After training, it was finally time to start flying southward. Commercial flights to Christchurch, New Zealand (so fun to return there and have it feel like a familiar place), picking up all of our extreme cold weather gear at the US Antarctic Program center there. And then, after just a couple of nights in NZ,  we boarded a US Air Force C-17 for the five-hour flight to McMurdo station, on the coast of Antarctica. Kind of disconcerting to take my seat directly in front of this beast, and I was a little relieved when the load master had me move about 30 minutes into the flight.


Such a joy, toward the end of the flight, to see Antarctica out the window once again.


Last year when we were delayed in McMurdo for about 5 days, it was not super-fun; the place felt alien, I wasn't feeling well, we were getting up very early every day in anticipation of flying, only to have the flight cancelled and then have to report to the McMurdo galley to help wash dishes for the day. I didn't love it.

But this visit to McMurdo was completely different, and so much fun. We were scheduled to stay for 5 days, so I was expecting it. The base already felt somewhat familiar, which was nice, and it's shocking to me how many people I know after just one season on the Ice. Fun to see acquaintances. Then, on top of that, my job is different this year, so instead of working in the galley the whole time, I had freedom to go information-gather from my counterparts in McMurdo and try to learn as much as I could about things that will affect my job running the South Pole store and post office this season. It was great fun to explore more of the base and meet so many more people.

Also, I was feeling well, had more free-time, and knew enough about the base to have a mental list of things I wanted to do while there.

One day, a group of us from Pole went over to the hut that Antarctic Explorer Captain Scott built on Ross Island in 1902, during one of his expeditions to the continent. The men on that expedition slept on their ship (which was iced in) and just used this cabin for cooking and storage. There are still petrified seal carcasses in and around the cabin (which gives it a very interesting smell), and it was amazing to see all of these long-ago, intrepid explorers' left-behind supplies sitting everywhere and imagine them walking around in that exact spot, but without the benefit of all of our synthetic cold weather gear, and having sailed there rather than arriving by plane. Incredible.


Not far from Scott's Hut, we paused for quite awhile on that day of BRILLIANT weather (zero degrees F, sun warming our backs, sky clear and gorgeous) to watch some Weddell seals struggle, one-by-one, to worm their way out of a hole they'd somehow made in the sea ice, skooch up onto the surface of the ice, and roll around basking in the sunshine. Beautiful.

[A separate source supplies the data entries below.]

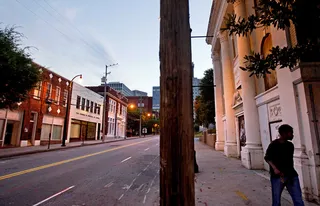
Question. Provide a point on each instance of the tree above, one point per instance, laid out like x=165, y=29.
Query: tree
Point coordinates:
x=301, y=15
x=18, y=73
x=204, y=105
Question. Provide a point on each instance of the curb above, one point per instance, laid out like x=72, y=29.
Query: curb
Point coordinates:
x=64, y=148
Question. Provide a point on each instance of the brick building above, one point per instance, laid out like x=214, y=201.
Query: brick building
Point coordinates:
x=116, y=117
x=40, y=116
x=145, y=103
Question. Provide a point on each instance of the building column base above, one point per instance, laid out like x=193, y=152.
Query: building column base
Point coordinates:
x=230, y=150
x=23, y=143
x=37, y=143
x=219, y=146
x=252, y=157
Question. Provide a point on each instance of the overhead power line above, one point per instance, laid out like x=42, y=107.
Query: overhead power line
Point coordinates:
x=65, y=35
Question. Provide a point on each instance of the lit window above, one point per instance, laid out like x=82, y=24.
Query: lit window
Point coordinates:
x=65, y=98
x=37, y=90
x=57, y=98
x=49, y=91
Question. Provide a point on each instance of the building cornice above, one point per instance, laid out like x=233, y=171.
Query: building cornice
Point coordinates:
x=218, y=10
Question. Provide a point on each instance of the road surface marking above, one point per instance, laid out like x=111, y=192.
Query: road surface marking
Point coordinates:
x=109, y=184
x=120, y=197
x=49, y=198
x=146, y=168
x=125, y=159
x=67, y=161
x=240, y=194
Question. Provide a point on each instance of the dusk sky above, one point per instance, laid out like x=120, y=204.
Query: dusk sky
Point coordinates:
x=74, y=37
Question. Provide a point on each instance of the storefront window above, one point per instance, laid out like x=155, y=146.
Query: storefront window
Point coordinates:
x=56, y=132
x=45, y=131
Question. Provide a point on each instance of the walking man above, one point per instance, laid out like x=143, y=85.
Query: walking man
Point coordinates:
x=279, y=156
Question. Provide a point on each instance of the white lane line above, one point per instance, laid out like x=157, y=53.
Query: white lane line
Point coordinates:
x=121, y=197
x=125, y=159
x=109, y=184
x=49, y=198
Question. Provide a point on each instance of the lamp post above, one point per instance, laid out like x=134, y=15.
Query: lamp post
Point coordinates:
x=66, y=119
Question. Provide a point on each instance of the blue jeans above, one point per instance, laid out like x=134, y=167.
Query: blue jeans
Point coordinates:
x=293, y=187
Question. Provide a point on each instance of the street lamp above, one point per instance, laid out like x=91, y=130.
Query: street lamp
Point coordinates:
x=66, y=120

Another night, with two other winter overs, I finally climbed Observation Hill, right alongside the base, for a lovely view of the McMurdo itself and a peek (not pictured) of Mount Erebus rising into the clouds about 40 miles outside of town.


Then we walked a few kilometers down the road to Scott Base, a Kiwi station, which hosts American Night every Thursday at their station bar. You can't really tell from this picture, but it's a really great station, so clean and bright, and all the various buildings are actually connected internally so once you're inside you can roam the entire place without going back out into the cold.


The Kiwis have a gorgeous view across the sea ice to Mount Discovery...


...as well as some pressure ridges building in the ice just offshore from their station.


Finally, nearly a month after I left Wisconsin, and so content with all of the great experiences that brought me this far, about 35 of us returning and newbie Polies boarded a C-130 from McMurdo to South Pole and safely landed, on the first try, at the bottom of the planet.


More to come! (And P.S.: I got this picture from someone who had just finished wintering at Pole when I arrived for the first time, right around this time last year. He is the one who guided in the first flight to land that summer, and this is a picture of him doing so...which means that I was actually on the plane in this photo!)